Bem, essas eram as minhas impressões naquele momento; com o tempo, chegaria a entender a cultura que estava vendo, e era tudo fruto da minha inexperiência, pois segundo me revelaram os colegas que haviam viajado pela Europa em outros momentos, dependendo do país que se fosse, havia costumes e maneiras de vestir totalmente diferentes.
Até o tratamento entre homens e mulheres era bem diferente dependendo do país onde se estivesse, então eles me falaram sobre a exuberância da mulher francesa, que exibia suas qualidades sem modéstia, assim não esperava que o homem fosse em sua busca, mas era ela quem escolhia aquele que lhe parecia mais galã.
Mesmo em outros lugares em que compartilhávamos uma cultura e um idioma em comum, pareciam ainda manter tradições muito características, ao contrário do que vinha acontecendo em nosso país há muito tempo; as mulheres ainda não tinham conseguido ter um nível suficiente de independência econômica e política, como na Inglaterra, onde ocorreram os primeiros movimentos para obter o sufrágio universal, ou seja, que as mulheres pudessem votar na eleição dos seus representantes legais e com isso as reconhecesse uma série de direitos que lhe equiparavam ao homem. Mas tirando o aspecto político, ainda havia muitas que não trabalhavam mais além dos setores minoritários e em suas casas.

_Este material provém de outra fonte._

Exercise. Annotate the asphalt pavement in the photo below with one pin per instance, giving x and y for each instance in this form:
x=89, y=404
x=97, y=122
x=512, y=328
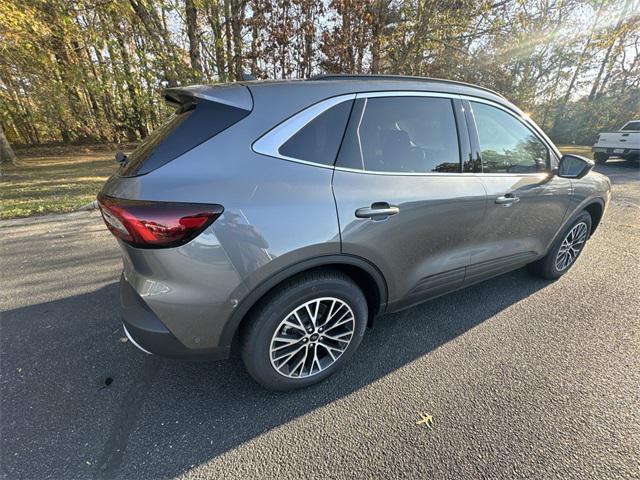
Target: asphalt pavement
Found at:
x=523, y=378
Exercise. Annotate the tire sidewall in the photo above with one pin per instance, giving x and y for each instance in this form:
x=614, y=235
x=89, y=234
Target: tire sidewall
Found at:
x=273, y=312
x=551, y=260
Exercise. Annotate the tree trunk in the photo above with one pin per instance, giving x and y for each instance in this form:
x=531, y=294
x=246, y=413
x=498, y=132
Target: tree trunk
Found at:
x=191, y=14
x=7, y=157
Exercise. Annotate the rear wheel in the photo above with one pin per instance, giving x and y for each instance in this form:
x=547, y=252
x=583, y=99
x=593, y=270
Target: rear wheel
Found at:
x=600, y=157
x=565, y=250
x=305, y=330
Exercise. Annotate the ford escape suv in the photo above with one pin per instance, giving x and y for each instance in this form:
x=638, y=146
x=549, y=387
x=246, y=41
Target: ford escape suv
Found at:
x=281, y=218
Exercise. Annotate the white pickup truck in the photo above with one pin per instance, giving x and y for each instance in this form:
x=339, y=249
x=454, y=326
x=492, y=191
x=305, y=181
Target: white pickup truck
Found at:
x=624, y=143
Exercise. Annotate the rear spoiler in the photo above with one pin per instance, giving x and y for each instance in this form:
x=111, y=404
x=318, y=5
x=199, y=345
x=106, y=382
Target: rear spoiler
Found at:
x=186, y=98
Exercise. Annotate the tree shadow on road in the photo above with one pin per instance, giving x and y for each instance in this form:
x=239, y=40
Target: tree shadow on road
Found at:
x=159, y=418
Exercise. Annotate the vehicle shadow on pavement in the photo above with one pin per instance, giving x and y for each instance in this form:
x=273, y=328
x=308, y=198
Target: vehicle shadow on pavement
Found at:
x=63, y=416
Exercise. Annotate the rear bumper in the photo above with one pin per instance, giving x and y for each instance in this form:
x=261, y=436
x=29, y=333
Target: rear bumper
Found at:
x=147, y=332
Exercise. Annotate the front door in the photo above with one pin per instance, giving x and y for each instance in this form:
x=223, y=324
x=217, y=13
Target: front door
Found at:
x=401, y=199
x=526, y=204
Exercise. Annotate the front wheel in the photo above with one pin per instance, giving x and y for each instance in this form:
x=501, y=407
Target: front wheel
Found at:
x=305, y=330
x=565, y=250
x=600, y=157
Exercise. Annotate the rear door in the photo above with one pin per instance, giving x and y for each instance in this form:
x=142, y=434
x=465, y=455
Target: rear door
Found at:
x=402, y=201
x=526, y=203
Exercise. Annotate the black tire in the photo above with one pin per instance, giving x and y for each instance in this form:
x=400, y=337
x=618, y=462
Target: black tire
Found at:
x=547, y=267
x=600, y=157
x=263, y=322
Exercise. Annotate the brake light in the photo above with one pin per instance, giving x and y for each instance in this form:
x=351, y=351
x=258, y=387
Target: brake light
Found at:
x=148, y=224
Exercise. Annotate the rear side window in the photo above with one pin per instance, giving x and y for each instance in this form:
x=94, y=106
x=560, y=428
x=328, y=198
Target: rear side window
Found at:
x=319, y=140
x=179, y=134
x=506, y=144
x=402, y=134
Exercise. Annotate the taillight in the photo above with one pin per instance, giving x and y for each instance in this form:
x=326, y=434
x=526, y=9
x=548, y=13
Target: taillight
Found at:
x=148, y=224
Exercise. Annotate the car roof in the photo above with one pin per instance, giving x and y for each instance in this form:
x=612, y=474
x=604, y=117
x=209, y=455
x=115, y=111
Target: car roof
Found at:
x=329, y=85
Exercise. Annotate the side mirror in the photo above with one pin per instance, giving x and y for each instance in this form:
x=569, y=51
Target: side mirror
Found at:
x=121, y=158
x=574, y=166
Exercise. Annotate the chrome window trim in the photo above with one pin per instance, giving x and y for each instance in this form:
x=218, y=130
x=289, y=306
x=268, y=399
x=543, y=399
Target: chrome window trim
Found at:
x=525, y=120
x=270, y=142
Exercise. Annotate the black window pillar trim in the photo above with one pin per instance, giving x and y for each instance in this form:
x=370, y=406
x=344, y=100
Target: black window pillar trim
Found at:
x=475, y=165
x=464, y=145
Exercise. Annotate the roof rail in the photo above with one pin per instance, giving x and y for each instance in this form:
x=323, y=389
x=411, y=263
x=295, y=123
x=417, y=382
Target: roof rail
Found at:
x=351, y=76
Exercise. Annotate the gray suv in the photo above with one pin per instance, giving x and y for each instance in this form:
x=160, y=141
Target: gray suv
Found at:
x=281, y=218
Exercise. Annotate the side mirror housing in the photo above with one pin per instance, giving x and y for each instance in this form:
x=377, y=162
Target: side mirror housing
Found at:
x=574, y=166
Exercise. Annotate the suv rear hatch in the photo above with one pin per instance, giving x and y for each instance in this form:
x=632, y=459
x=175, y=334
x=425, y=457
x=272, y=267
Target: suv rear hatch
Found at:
x=201, y=113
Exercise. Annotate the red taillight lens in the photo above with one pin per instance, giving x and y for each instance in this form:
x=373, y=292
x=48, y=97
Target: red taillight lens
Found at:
x=156, y=224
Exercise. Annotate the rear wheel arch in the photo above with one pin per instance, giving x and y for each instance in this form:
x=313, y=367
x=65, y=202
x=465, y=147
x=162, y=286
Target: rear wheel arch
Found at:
x=362, y=272
x=596, y=210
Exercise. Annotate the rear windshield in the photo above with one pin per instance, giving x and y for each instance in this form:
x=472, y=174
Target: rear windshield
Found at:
x=633, y=126
x=179, y=134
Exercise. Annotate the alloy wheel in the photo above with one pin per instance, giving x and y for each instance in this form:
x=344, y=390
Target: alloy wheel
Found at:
x=312, y=337
x=571, y=246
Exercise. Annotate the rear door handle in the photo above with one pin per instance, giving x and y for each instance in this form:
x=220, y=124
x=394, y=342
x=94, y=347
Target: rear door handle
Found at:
x=508, y=199
x=377, y=211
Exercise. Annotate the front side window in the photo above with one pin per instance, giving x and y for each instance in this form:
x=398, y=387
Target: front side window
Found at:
x=401, y=134
x=506, y=144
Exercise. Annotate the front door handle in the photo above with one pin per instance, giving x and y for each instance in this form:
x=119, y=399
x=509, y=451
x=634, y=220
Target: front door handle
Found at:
x=508, y=199
x=377, y=211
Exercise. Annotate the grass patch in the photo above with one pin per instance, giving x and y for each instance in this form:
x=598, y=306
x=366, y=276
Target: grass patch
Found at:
x=56, y=183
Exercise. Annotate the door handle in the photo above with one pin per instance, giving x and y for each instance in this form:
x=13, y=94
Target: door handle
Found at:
x=377, y=211
x=508, y=199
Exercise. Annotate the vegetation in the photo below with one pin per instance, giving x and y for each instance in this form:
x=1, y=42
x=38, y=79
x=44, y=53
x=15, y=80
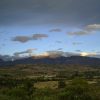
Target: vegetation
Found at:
x=52, y=84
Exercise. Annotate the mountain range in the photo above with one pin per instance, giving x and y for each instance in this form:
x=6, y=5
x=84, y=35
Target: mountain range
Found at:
x=72, y=60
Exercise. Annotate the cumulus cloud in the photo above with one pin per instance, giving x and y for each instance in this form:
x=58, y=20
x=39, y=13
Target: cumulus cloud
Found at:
x=86, y=30
x=24, y=39
x=55, y=30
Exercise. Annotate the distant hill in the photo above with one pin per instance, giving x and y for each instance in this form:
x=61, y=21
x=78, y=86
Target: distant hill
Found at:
x=74, y=60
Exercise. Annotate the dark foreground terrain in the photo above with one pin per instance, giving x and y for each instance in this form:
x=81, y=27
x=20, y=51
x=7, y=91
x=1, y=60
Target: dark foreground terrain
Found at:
x=49, y=82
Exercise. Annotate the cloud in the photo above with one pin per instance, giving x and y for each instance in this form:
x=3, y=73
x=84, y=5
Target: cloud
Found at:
x=59, y=48
x=29, y=51
x=55, y=30
x=78, y=50
x=93, y=27
x=86, y=30
x=76, y=43
x=58, y=41
x=24, y=39
x=26, y=12
x=78, y=33
x=39, y=36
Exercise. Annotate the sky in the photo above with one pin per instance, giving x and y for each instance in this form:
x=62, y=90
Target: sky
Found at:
x=38, y=26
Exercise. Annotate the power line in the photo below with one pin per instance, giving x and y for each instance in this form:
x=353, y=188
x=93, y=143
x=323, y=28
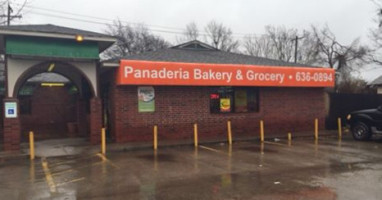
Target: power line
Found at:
x=98, y=18
x=172, y=30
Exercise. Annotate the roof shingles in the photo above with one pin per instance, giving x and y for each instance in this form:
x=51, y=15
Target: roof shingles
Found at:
x=212, y=56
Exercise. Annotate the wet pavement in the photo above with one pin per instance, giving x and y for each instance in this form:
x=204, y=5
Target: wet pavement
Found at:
x=302, y=169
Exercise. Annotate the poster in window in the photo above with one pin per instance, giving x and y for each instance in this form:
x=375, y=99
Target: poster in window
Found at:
x=241, y=101
x=146, y=99
x=225, y=105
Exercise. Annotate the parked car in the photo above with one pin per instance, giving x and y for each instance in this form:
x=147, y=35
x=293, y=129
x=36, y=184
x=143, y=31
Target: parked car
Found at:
x=365, y=123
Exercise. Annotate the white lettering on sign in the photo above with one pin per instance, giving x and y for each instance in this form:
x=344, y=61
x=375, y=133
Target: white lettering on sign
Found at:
x=155, y=74
x=254, y=76
x=199, y=74
x=211, y=75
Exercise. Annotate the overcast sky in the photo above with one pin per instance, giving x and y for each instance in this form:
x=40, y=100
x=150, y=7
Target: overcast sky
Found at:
x=348, y=19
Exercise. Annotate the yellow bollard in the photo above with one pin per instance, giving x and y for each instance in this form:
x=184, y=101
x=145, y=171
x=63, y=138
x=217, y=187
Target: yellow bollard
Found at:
x=155, y=137
x=289, y=136
x=103, y=141
x=31, y=145
x=229, y=132
x=339, y=128
x=316, y=129
x=196, y=135
x=261, y=130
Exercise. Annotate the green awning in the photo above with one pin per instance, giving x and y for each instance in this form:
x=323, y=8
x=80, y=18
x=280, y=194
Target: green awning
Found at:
x=49, y=47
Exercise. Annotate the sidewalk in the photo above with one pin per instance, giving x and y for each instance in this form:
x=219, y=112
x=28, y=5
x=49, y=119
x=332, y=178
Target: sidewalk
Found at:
x=81, y=146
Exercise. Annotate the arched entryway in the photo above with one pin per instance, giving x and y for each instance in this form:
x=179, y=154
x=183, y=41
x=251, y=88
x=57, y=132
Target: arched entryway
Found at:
x=30, y=50
x=54, y=101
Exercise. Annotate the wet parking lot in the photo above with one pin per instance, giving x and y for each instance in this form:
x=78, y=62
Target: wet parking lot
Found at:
x=303, y=169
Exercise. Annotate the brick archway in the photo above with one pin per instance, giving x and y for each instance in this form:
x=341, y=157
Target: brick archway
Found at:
x=78, y=76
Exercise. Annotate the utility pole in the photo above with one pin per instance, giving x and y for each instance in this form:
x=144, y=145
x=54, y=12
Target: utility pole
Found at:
x=9, y=16
x=295, y=47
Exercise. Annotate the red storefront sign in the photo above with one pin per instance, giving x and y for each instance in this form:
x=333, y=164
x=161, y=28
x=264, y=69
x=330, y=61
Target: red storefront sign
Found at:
x=133, y=72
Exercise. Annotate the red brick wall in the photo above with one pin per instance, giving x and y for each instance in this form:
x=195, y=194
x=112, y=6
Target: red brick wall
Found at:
x=177, y=108
x=51, y=109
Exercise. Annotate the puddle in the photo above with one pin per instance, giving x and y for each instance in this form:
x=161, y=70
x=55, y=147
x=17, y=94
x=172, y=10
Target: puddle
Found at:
x=158, y=157
x=258, y=149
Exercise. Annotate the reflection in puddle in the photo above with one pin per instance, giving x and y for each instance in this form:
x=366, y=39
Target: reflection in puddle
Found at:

Aquelas comparações não deixaram de me surpreender, parecia que essa parte do mundo evoluía mais lentamente do que pensava.
Pelo menos no meu país, um esforço importante tinha sido feito para compartilhar sua cultura com o resto, uma vez que tinha integrado à sociedade todos os emigrantes que nas últimas décadas tinham chegado provenientes de todos os países da Europa, refugiados políticos, acolhidos ou simplesmente familiares, que desta forma se reencontravam.
Muitos tinham vindo fugindo de um sistema político que não os convencia, outros procurando melhores condições de vida e oportunidades de trabalho, e todos foram acolhidos sem diferença de sexo, raça ou religião.
Em pouco tempo haviam assimilado a cultura do país sem perder a sua própria, por isso era difícil distingui-los nas ruas, nem nas escolas, nem nos locais de trabalho.
Talvez o que mais se destacasse fosse a cor de sua pele ou algumas fisionomias, mas como já havia tantos que estavam neste país há gerações e gerações, isso não era indicativo de nada.
O que sim eles mantinham como sinal de identidade, eram seus ritos e cerimônias ao casar-se ou despedir-se de seus entes queridos quando morriam, alguns dos quais havia assistido mais de uma vez, as primeiras por curiosidade e as demais por amizade.